Hassa-1, ExxonMobil’s latest exploration well, in the offshore Stabroek Block, has come up dry and the company yesterday announced that it encountered hydrocarbons at other intervals and will be assessing its data.
“The Hassa-1 exploration well in the Stabroek block did not encounter hydrocarbons in the primary target reservoirs. However, the well did encounter hydrocarbons in other intervals. We are evaluating the data which will be integrated into our regional subsurface interpretation and modelling,” the company’s Public and Government Affairs Advisor Janelle Persaud said.
Persaud posited that the dry hole “serves as a reminder that geologic risk is inherent to frontier oil and gas exploration activities” but added that “ExxonMobil remains committed to evaluating the potential in our offshore Guyana blocks using our world-class technology and technical capabilities”.
While it has had 18 successes in the Stabroek Block, Hassa-1 is the second consecutive well here to be declared non-commercial. Back in November, at its first well drilled in the adjacent Kaieteur Block, the company also had a similar result.
Then, ExxonMobil had said that while Tanager-1 showed hydrocarbons it did not appear to be economic on a standalone basis but the company pledged to press on with exploration activities in the area.
The company last month began spudding its first well in the controversial Canje Block and said it was expected to be on location for several weeks.
A notice by the Maritime Administration Department (MARAD) had stated that as of January 1st, 2021, the company would continue with the exploration drilling operation at the Bulletwood-1 well site with those works expected to end by February 23rd.

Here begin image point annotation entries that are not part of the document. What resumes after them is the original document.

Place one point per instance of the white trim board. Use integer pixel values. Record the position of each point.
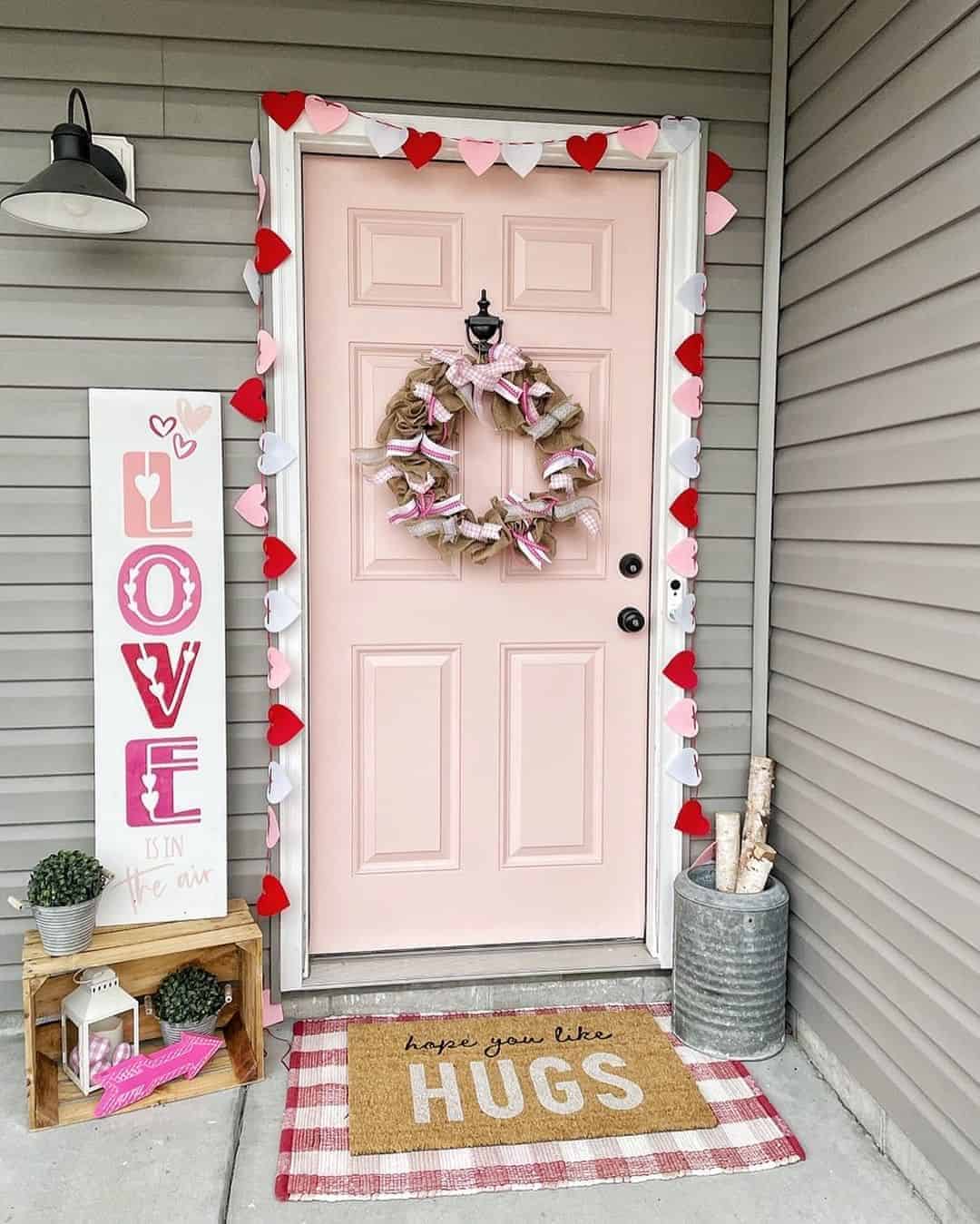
(681, 223)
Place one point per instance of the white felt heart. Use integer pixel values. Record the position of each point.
(280, 611)
(266, 351)
(272, 828)
(691, 294)
(252, 280)
(681, 133)
(642, 139)
(719, 212)
(385, 137)
(279, 784)
(683, 557)
(681, 718)
(523, 158)
(277, 455)
(279, 667)
(326, 116)
(684, 768)
(684, 458)
(688, 397)
(683, 614)
(147, 486)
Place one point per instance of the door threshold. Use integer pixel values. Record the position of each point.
(382, 970)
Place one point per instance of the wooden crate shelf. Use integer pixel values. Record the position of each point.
(229, 946)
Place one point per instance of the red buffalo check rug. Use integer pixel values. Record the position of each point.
(316, 1161)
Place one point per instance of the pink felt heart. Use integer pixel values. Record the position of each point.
(683, 557)
(688, 397)
(279, 667)
(266, 351)
(183, 447)
(326, 116)
(681, 718)
(163, 425)
(642, 139)
(478, 155)
(719, 212)
(193, 416)
(251, 505)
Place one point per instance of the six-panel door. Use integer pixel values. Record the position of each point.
(477, 735)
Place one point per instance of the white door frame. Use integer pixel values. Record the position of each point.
(681, 217)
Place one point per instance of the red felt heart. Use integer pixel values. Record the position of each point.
(681, 670)
(284, 108)
(250, 399)
(270, 250)
(273, 898)
(587, 151)
(719, 171)
(284, 725)
(278, 557)
(421, 147)
(691, 353)
(692, 820)
(684, 508)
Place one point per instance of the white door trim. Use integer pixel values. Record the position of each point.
(679, 239)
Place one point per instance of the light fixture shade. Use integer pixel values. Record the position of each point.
(76, 199)
(83, 191)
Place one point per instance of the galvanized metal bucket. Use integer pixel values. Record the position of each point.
(66, 929)
(172, 1033)
(730, 967)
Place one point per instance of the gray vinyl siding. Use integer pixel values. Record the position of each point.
(875, 686)
(167, 308)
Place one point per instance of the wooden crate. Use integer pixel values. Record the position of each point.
(230, 947)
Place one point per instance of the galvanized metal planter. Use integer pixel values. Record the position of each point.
(66, 929)
(730, 967)
(172, 1033)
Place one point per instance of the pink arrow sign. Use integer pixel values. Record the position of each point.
(139, 1077)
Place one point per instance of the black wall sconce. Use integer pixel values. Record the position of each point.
(83, 191)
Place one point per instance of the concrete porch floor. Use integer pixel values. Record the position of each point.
(213, 1160)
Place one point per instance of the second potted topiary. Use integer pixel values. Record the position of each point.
(64, 895)
(187, 1002)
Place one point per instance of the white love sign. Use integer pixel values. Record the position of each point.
(159, 651)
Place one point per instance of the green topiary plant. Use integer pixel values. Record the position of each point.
(66, 879)
(187, 995)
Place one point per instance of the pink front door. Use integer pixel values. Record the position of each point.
(477, 735)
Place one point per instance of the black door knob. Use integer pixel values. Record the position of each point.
(631, 620)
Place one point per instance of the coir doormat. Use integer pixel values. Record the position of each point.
(417, 1084)
(316, 1160)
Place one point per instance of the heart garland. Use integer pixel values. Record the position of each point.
(274, 455)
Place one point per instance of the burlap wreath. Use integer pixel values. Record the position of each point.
(415, 455)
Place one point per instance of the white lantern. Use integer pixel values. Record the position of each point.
(94, 1013)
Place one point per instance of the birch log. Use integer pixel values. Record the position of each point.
(755, 869)
(727, 849)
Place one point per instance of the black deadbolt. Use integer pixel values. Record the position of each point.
(631, 620)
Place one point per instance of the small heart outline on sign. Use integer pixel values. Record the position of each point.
(183, 447)
(163, 426)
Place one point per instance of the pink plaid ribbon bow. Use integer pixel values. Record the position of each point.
(554, 469)
(426, 392)
(432, 516)
(505, 358)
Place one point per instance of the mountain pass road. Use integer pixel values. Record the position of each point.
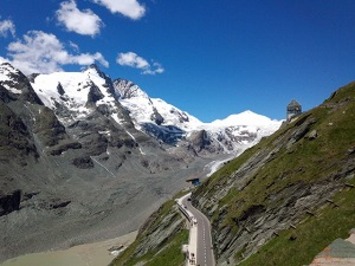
(204, 256)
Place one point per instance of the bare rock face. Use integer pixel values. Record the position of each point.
(272, 186)
(10, 202)
(84, 175)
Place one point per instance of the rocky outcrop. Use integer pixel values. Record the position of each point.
(280, 181)
(10, 202)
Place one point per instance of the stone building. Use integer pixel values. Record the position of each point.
(293, 109)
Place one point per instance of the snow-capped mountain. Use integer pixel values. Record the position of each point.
(82, 155)
(160, 119)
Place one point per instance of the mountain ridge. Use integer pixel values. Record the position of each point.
(281, 202)
(75, 166)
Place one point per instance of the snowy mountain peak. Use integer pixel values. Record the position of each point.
(127, 89)
(93, 69)
(246, 118)
(8, 76)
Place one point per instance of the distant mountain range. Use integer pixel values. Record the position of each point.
(83, 156)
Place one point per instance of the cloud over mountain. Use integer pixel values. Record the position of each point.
(41, 52)
(131, 59)
(83, 22)
(7, 26)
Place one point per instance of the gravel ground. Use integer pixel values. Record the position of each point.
(92, 254)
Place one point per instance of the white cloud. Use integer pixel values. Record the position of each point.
(131, 59)
(7, 26)
(129, 8)
(82, 22)
(41, 52)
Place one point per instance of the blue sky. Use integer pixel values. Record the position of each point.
(210, 58)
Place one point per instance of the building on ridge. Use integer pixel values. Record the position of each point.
(293, 109)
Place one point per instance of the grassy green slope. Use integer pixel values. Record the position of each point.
(296, 162)
(298, 246)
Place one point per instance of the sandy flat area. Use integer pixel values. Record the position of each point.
(92, 254)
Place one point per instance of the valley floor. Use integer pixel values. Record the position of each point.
(92, 254)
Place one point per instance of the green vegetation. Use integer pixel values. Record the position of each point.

ExxonMobil had said that it has some three wells scheduled to be drilled in the Canje block.
ExxonMobil is the operator of all three deepwater blocks: the Stabroek, Kaieteur and Canje and the circumstances of its buying into the operations of the latter two have come in for much scrutiny. This is because months after the signing of its renegotiated Stabroek Block Production Sharing Agreement (PSA) in June 2016, the company bought shares in both the Canje and Kaieteur blocks. The Canje and Kaieteur blocks had been controversially awarded in 2015 just prior to Exxon’s first major oil strike in the Stabroek Block. The small companies that snagged the rights did not have the required capital or expertise to explore the blocks.